Beterbiev vs. Smith: Age and Inactivity

By Chris Carlson - 01/12/2024 - Comments

When Artur Beterbiev and Callum Smith meet in the ring on Saturday, age, and inactivity will play a major role in the outcome. Artur is 38 years old and hasn’t stepped through the ropes in almost a year. Callum Smith is no spring chicken, having turned pro in 2012, and also hasn’t fought since the summer of 2022. On top of that, Callum has just two bouts since his loss to Canelo Alvarez all the way back in late 2020.

Style-wise, Callum will be fighting from the outside. Facing a heavy-handed puncher like Beterviev, Smith will need to be as sharp as a knife with an obsidian blade, which doesn’t bode well with needing to get the rust off during the fight. This main event, along with the rest of the card, will be broadcast on ESPN+.

Last January, Anthony Yarde’s performance against Artur Beterbiev was admirable. Both men landed their share of bombs, especially with the right hand, which eventually halted the action in the 8th round. Beterbiev has only fought four times since dispatching Oleksandr Gvozdyk in a great two-way battle. Beterbiev is an aggressive boxer, to say the least, and he does get hit plenty on his way inside in an attempt to land a power punch to close the show. Can Callum Smith stay out of range on the outside while scoring enough points to win rounds on the judge’s scorecards?

When answering that question, we can’t just assume that simply landing a jab or 1-2 would be enough to win this fight. Sure, Callum can win rounds, but the important part of landing on Beterbiev is gaining his respect. In all honesty, Gvozdyk was looking very accurate, landing double-digit punches in all but one of the first six rounds. In the last four rounds, he landed double digits just one time before getting stopped.

Let’s start with the 5-inch reach advantage for Callum Smith. Using that length with an active jab while landing enough power shots will be a must for Smith. Callum can’t fall in love with combinations, especially 3 or 4 punches in a row, which would leave him susceptible to more incoming damage. Smith is very good at punching with his opponent, but a catch-and-shoot strategy plays into Beterbiev’s hands. Back to those 2-punch combos, Callum does a good job of mixing them up. At times, it is a lead right-left hook, while other combos feature a left hook-right uppercut.

Smith is a good body puncher, but you don’t generally see the taller boxer going downstairs all that much, let alone versus a thudding puncher. Even before the loss to Canelo, Jon Ryder set a blueprint by using aggression to consistently back Smith on the ropes.

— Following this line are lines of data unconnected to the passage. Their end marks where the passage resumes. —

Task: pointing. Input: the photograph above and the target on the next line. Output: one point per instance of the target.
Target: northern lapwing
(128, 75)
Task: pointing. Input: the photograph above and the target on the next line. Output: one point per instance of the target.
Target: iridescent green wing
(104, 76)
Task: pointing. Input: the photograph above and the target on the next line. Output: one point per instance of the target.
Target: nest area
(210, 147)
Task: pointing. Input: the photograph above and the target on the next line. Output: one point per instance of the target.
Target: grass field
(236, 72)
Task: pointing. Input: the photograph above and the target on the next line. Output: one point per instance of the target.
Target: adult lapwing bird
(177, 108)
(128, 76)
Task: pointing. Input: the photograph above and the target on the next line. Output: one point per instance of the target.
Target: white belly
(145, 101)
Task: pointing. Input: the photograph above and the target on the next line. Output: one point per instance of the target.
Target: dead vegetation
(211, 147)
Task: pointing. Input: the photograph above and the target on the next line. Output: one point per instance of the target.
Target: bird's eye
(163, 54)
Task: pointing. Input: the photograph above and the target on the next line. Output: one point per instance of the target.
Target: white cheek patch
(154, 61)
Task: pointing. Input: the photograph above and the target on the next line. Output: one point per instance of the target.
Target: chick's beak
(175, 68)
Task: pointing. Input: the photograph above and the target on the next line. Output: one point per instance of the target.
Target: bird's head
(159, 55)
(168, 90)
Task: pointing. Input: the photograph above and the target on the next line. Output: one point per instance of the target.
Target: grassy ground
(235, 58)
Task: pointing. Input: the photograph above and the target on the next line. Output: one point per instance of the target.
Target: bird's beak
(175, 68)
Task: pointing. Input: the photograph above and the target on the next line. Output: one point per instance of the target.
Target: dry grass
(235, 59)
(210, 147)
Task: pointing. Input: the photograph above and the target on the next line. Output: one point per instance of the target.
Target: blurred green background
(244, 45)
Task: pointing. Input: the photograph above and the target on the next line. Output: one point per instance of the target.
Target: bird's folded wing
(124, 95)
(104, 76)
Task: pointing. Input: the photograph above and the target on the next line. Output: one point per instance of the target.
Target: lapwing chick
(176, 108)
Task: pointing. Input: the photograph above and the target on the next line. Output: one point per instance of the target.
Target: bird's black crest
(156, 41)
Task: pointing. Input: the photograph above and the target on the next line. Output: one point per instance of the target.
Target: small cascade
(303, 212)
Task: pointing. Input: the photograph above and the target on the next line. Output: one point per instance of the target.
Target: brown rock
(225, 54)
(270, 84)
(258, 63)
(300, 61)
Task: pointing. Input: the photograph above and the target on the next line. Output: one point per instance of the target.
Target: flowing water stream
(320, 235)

Callum has a bad habit of shelling up and leaning on the ropes or in the corner rather than tying up or finding the exit to escape. Ryder also fights in a similar pattern as Artur by changing levels when attacking. It will be up to Callum to identify Beterbiev dropping levels before letting loose with homerun hitters as a tell and timing him at that moment, which is easier said than done, obviously.

While raging forward, Artur has an underrated jab and short, compact, powerful punches. Beterbiev is craftier than giving credit for, not just a caveman like some claim. For example, the way he turns his jab into a left hook is proof he’s skillful. As previously mentioned, he can be hit with the same punch repeatedly, but to be fair, so can Callum Smith. At some point in his career, Artur will fall off the cliff and get old overnight, as the old saying goes. This boxing podcaster believes that’s the only way Callum Smith will win this fight.

My Official Prediction is Artur Beterbiev by late stoppage.